Chapter 7 may or may not give you enough help if you are behind on your home mortgage and/or vehicle loan.
Last week we got into two possible complications for Chapter 7 cases: if you have relatively high income, or if you have non-exempt assets—those that are not protected from creditors. Today we look at what happens if you’re behind on your vehicle or home obligations.
If You Are Current on Your Important Secured Debt(s)
You may be current on your home mortgage but are filing bankruptcy to write-off—“discharge”—your other debts. You’re afraid of not being able to pay your mortgage if your other creditors sue you and garnish your paycheck. If you are current on the mortgage, you would almost certainly be allowed to keep your home.
Same thing with your vehicle loan. If you are current, filing Chapter 7 would very likely make keeping current much easier. So if you want to keep the vehicle and are willing and able to make the payments, “straight bankruptcy” would likely be the best way to go.
If You Are Close Enough to Being Current
You may still be able to keep your home or vehicle under Chapter 7 even if you’re not quite current. On the day you file bankruptcy, your creditors are immediately stopped from taking virtually any collection action against you. That includes any action against the collateral—the home or vehicle—securing the debt.
So you usually have a certain amount of time to catch up. How long you have is different in every situation. But generally, you’re given much more time with a home mortgage than with a vehicle loan.
Not Much Time to get Current on Vehicle Loans
With most vehicle loans you have to get current very fast. That’s usually within about 60 days after you file your Chapter 7 case.
Why? Because if you want to keep the vehicle you have to sign a document called a reaffirmation agreement. And that document has to be agreed upon and filed in the case before it’s closed.
Chapter 7 cases are short—usually closed within about 100 day—not much more than 3 months. So you have to get current, “reaffirm” that you’ll pay the debt, and file that reaffirmation all within that time. And if you don’t, the vehicle lender may ask for court permission to repossess the vehicle.
More Time with Home Mortgages
Most home mortgage lenders give you much more time than that. Most don’t require you to be current before the Chapter 7 case is done. Instead though the help of your bankruptcy lawyer you would enter into a “forbearance agreement.” The lender agrees not to start (or continue) a foreclosure of the home as long as keep current on future payments and catch up on previous missed payments within a certain amount of time.

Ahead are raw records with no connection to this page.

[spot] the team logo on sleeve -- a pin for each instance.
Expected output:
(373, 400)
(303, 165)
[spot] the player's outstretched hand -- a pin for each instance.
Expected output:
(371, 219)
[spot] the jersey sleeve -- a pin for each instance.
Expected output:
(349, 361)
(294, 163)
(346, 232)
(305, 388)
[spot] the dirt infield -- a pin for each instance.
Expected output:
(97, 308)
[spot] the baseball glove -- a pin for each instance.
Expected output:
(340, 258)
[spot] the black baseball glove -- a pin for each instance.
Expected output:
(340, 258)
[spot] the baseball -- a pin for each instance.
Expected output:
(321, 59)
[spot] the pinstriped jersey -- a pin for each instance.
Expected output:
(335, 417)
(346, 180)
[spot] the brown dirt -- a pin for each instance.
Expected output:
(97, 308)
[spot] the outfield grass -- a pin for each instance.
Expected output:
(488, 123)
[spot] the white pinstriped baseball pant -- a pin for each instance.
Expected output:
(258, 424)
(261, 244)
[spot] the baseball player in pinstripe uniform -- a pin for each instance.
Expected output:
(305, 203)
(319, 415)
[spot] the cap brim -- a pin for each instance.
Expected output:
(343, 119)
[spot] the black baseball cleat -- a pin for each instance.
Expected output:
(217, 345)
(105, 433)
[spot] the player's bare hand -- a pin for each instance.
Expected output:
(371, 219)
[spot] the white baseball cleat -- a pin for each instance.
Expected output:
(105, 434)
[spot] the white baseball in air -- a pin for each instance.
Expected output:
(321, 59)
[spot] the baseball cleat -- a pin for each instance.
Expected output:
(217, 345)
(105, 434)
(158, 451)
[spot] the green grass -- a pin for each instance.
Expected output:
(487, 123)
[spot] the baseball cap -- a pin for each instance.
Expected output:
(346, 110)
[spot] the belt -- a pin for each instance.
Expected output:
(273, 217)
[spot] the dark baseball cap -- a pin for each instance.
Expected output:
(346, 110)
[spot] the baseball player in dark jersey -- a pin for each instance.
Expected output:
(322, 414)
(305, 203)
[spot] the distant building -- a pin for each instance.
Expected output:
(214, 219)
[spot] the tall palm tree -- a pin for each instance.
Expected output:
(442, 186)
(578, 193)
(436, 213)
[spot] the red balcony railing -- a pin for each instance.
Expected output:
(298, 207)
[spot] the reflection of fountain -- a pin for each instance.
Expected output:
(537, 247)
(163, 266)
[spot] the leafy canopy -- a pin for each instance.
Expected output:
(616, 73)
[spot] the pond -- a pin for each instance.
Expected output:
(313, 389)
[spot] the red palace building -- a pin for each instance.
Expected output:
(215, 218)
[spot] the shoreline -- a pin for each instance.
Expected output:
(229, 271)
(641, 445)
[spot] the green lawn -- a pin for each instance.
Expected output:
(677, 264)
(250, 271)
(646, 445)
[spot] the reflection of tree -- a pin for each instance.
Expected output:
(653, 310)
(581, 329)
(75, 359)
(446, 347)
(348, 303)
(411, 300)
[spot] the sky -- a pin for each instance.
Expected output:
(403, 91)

That may work out just fine. You may be only a payment or two behind on the mortgage. Discharging your other debts may improve your cash flow enough to be able to get current fast enough. So you’d pay extra in catch-up payments each month until you were current. You’d be rid of all or most of your other debts, and current on your mortgage. Mission accomplished.
If You Can’t Get Current Fast Enough
Being a bit behind on a home mortgage or vehicle loan makes a Chapter 7 case a bit more complicated. Being more behind makes your Chapter 7 more complicated. There’s more risk that you would not be able to satisfy your home/vehicle lender fast enough to save your home/vehicle. And if you are too far behind, a Chapter 7 case will simply not be the right option for you.

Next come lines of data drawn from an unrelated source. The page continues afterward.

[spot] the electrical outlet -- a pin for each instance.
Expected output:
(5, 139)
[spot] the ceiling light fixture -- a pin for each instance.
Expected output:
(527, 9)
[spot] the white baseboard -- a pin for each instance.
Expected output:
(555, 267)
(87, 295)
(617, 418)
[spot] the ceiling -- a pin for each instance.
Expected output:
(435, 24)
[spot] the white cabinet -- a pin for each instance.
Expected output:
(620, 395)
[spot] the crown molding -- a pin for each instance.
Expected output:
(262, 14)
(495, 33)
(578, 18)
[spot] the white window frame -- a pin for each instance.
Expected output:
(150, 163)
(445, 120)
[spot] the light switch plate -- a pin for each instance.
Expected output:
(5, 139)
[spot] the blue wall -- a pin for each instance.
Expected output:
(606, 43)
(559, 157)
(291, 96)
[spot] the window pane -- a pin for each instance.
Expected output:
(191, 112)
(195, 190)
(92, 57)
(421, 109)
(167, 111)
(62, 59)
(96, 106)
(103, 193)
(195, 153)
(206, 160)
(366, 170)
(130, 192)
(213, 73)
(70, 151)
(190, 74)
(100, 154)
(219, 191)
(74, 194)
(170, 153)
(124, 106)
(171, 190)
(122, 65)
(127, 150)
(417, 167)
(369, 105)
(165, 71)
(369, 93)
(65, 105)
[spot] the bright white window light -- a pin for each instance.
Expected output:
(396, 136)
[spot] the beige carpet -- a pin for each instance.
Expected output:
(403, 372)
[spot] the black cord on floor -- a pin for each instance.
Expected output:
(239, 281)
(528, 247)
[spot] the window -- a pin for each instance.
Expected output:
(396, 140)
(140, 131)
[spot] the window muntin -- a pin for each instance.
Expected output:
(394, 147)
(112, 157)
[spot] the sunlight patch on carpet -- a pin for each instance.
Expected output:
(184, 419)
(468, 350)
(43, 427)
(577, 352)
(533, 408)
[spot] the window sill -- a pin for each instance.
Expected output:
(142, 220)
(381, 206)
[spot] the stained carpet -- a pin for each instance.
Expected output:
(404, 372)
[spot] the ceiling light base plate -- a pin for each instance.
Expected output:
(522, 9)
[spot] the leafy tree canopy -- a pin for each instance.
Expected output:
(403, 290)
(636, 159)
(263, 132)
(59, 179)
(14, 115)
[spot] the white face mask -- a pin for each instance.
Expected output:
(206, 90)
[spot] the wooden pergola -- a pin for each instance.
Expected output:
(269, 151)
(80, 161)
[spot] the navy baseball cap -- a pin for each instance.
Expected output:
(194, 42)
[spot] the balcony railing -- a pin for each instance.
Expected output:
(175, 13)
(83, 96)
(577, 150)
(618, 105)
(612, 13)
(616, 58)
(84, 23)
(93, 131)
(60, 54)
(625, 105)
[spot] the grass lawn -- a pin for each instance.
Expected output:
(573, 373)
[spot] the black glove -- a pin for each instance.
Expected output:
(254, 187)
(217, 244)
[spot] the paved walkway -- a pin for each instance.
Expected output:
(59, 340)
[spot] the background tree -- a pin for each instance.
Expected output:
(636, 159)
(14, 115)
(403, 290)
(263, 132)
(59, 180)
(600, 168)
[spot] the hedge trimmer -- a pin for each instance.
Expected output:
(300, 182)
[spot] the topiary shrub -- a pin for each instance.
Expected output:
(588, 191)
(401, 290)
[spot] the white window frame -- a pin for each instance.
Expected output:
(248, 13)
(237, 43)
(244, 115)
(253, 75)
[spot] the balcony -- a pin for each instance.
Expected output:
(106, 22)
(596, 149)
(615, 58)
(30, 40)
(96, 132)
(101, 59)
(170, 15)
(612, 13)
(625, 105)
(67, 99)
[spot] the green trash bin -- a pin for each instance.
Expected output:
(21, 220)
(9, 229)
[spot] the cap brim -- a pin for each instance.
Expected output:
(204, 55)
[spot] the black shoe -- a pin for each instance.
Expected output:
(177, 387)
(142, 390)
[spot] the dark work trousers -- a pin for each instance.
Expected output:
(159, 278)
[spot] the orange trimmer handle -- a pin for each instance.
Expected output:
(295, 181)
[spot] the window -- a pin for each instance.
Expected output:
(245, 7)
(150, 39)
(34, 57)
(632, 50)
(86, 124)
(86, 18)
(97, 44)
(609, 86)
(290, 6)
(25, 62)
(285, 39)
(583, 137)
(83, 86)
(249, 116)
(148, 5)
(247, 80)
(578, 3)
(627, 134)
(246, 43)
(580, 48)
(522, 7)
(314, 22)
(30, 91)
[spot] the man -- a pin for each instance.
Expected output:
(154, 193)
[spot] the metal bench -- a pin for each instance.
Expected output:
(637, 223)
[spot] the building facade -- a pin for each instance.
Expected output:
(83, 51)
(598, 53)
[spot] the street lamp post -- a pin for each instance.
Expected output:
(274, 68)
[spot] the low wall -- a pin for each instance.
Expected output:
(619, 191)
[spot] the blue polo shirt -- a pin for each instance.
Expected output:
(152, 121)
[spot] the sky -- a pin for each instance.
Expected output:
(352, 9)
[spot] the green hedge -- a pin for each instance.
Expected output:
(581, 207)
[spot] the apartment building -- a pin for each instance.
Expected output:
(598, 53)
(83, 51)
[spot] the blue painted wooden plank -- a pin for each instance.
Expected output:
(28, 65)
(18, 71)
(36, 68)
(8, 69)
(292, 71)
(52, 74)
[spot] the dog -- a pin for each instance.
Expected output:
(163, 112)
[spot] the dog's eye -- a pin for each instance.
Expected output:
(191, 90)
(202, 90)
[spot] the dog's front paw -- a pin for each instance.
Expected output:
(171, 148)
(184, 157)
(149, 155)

Chapter 13 Gives You Tons More Time
The solution to not having enough catch-up time is filing a Chapter 13 “adjustment of debts” case instead.
Without going into detail about this here, Chapter 13 would usually give you many months to catch up on a vehicle loan. Or even a few years. Or under some circumstances you wouldn’t have to catch up at all!
With a home mortgage, you’d have as long as 5 years to catch up.
Chapter 7 cases get complicated if you want to keep a home or vehicle and you’re behind on payments. If you’re too far behind, you’ll need a Chapter 13 case instead. Then you’ll have much more time to catch up.